To really lose weight, you need to eat less. One way is to eat differently, as we’ve already discussed. Another way: simply eat less.
But eating less can get tricky.
There’s another, equally unhelpful idea in our culture: the secret to weight loss is extreme, life-altering dieting. The reality is that 50% of people who try a diet regain all weight within two years. Only about 5-10% achieve lasting weight loss.
The current guidelines for minimal (and therefore maximally achievable) weight loss call for about 500 fewer calories a day. For me, this has meant trying to load my plate just a little less. Like, a few bites less 2-3 times a day.
I love food and I don’t want to turn food into a source of guilt. That’s why portion control is last on this list.
Together, We Can Do It
Losing a pound a week is considered safe, and I’m happy to report that I’ve achieved that for the last four weeks. I haven’t done anything more than what’s described above.

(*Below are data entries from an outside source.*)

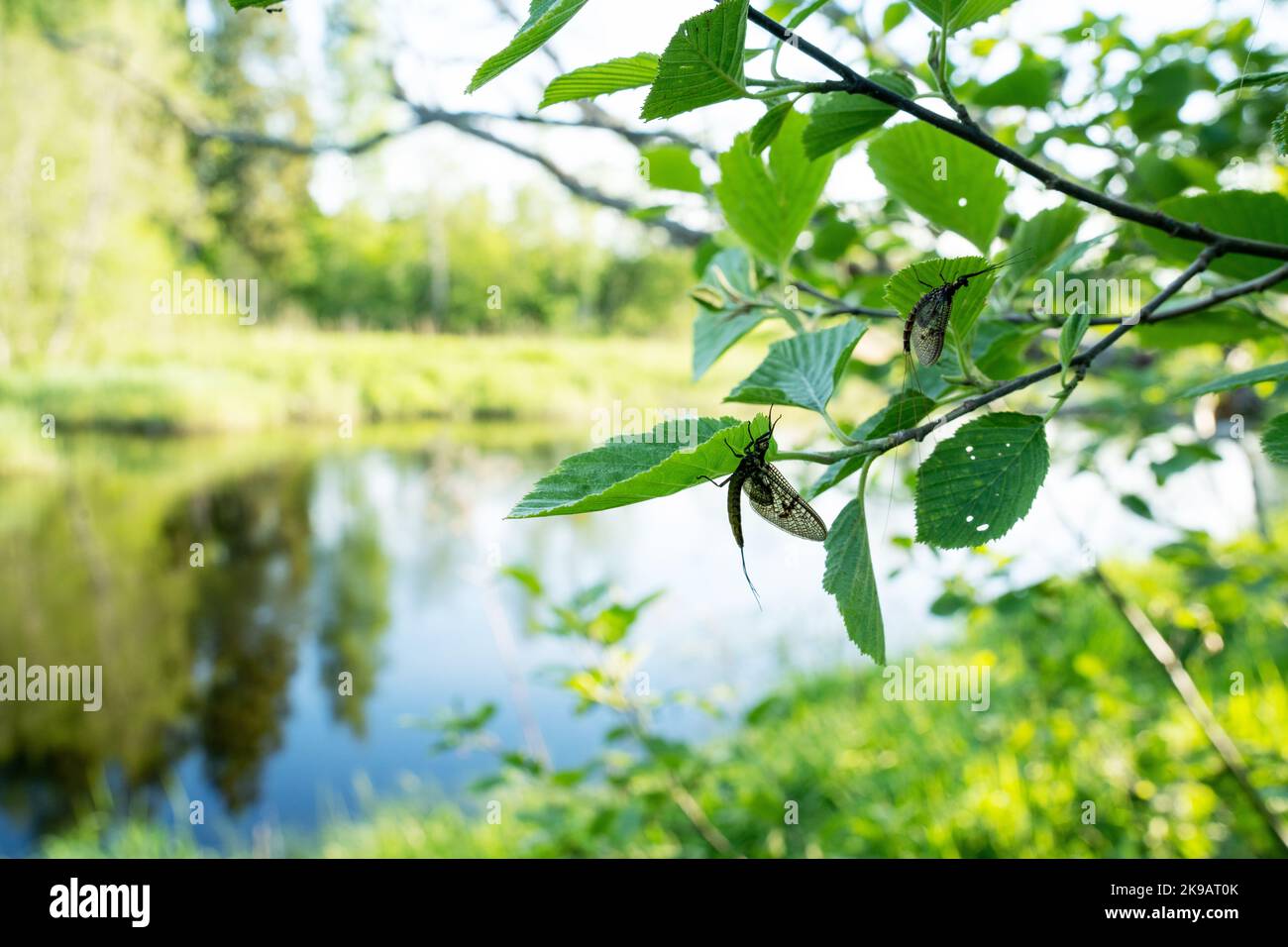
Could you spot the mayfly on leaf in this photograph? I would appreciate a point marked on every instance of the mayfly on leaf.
(769, 493)
(927, 324)
(930, 318)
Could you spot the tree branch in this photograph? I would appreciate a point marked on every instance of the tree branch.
(1194, 702)
(424, 115)
(1080, 364)
(855, 84)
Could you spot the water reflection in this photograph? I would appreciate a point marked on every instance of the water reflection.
(373, 564)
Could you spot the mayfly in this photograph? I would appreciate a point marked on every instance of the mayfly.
(927, 322)
(769, 493)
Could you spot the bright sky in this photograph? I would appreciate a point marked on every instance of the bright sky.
(442, 42)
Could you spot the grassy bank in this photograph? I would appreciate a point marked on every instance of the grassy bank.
(263, 377)
(1085, 749)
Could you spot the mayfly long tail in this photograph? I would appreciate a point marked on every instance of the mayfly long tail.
(743, 554)
(910, 365)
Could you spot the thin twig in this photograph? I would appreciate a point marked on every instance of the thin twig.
(1078, 363)
(859, 85)
(1194, 702)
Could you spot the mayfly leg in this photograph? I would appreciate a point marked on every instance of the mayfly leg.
(742, 552)
(703, 476)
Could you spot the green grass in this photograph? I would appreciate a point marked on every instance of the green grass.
(259, 379)
(1085, 750)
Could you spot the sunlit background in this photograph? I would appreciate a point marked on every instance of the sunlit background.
(346, 463)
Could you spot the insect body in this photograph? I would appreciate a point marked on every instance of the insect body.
(769, 493)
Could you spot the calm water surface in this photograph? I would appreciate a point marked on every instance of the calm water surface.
(380, 558)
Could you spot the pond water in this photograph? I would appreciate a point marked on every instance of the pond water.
(378, 557)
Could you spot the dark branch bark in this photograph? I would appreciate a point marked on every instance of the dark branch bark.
(858, 85)
(424, 116)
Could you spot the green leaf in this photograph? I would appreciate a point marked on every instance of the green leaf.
(951, 183)
(638, 467)
(909, 285)
(849, 578)
(1253, 80)
(1155, 107)
(670, 166)
(765, 131)
(1241, 213)
(1030, 84)
(769, 206)
(1155, 178)
(982, 480)
(1274, 440)
(1279, 133)
(961, 14)
(903, 411)
(545, 18)
(726, 286)
(702, 64)
(999, 347)
(894, 14)
(1136, 505)
(1183, 459)
(1266, 372)
(1220, 326)
(840, 118)
(1038, 240)
(1070, 335)
(803, 371)
(589, 81)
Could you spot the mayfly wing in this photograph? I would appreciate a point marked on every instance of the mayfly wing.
(776, 500)
(928, 324)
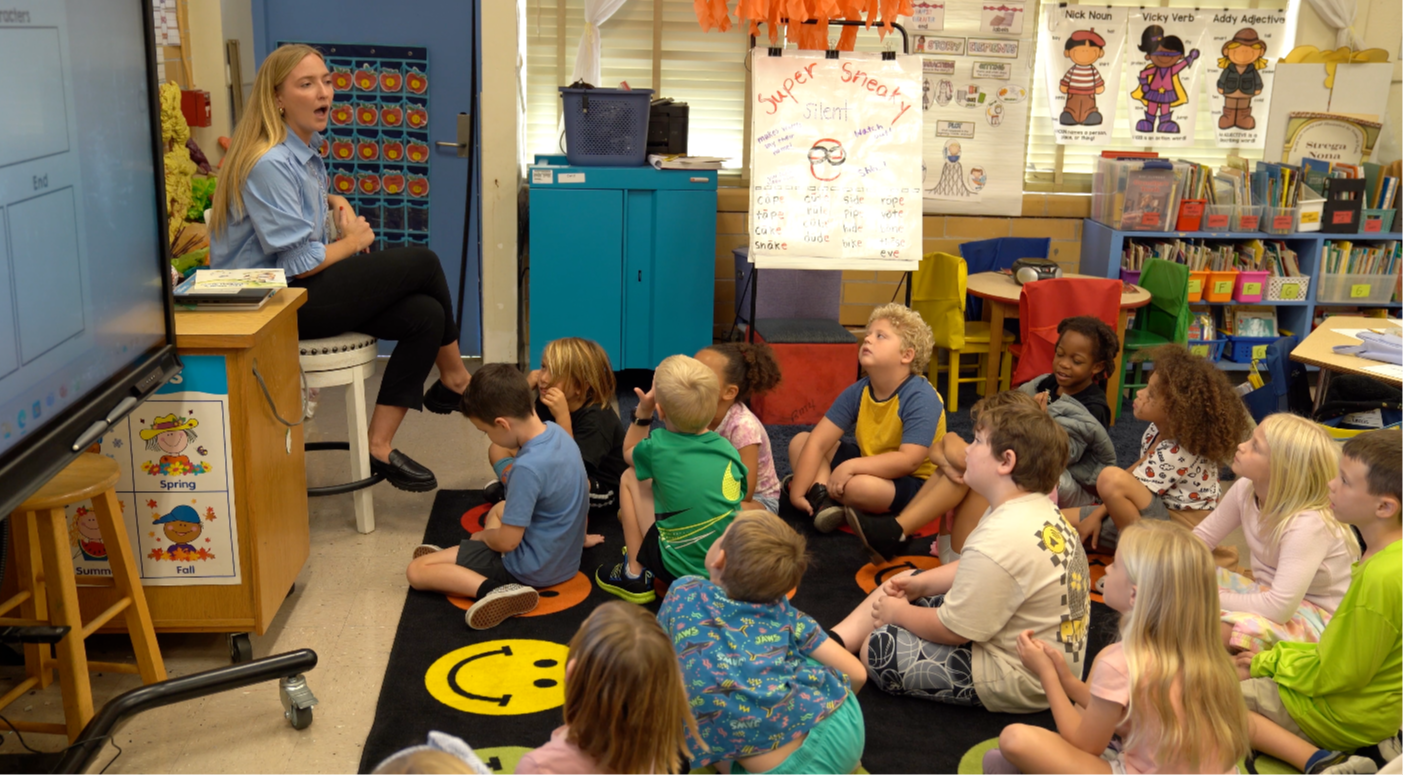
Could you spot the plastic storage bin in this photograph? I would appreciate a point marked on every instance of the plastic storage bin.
(606, 127)
(1280, 221)
(1207, 348)
(1246, 218)
(1197, 282)
(1218, 218)
(1288, 288)
(1219, 285)
(1355, 289)
(1249, 287)
(1245, 350)
(1377, 221)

Now, as my sweets intake has dropped to near zero, my evening alcohol intake has ticked up a little bit. My limbic gremlin is still in there, lurking. (If you’re questioning your alcohol use during COVID, check out our Gentlemanly Advice on problem drinking).
For me, this project isn’t just about the number on the scale or the ache in my knees. It’s about trying to tweak all the factors that contribute to that number: stress, moving a little every day, and being intentional about what I eat.
Honestly, it’s not really about the number at all. It’s about getting back to normal … whatever that means right now.
Hopefully, enough of us being intentional about ourselves will help us turn outward, and bring the same spirit to healing our communities. “Put down the cookie and save the world” is downright silly. And yet – everyone has to start somewhere.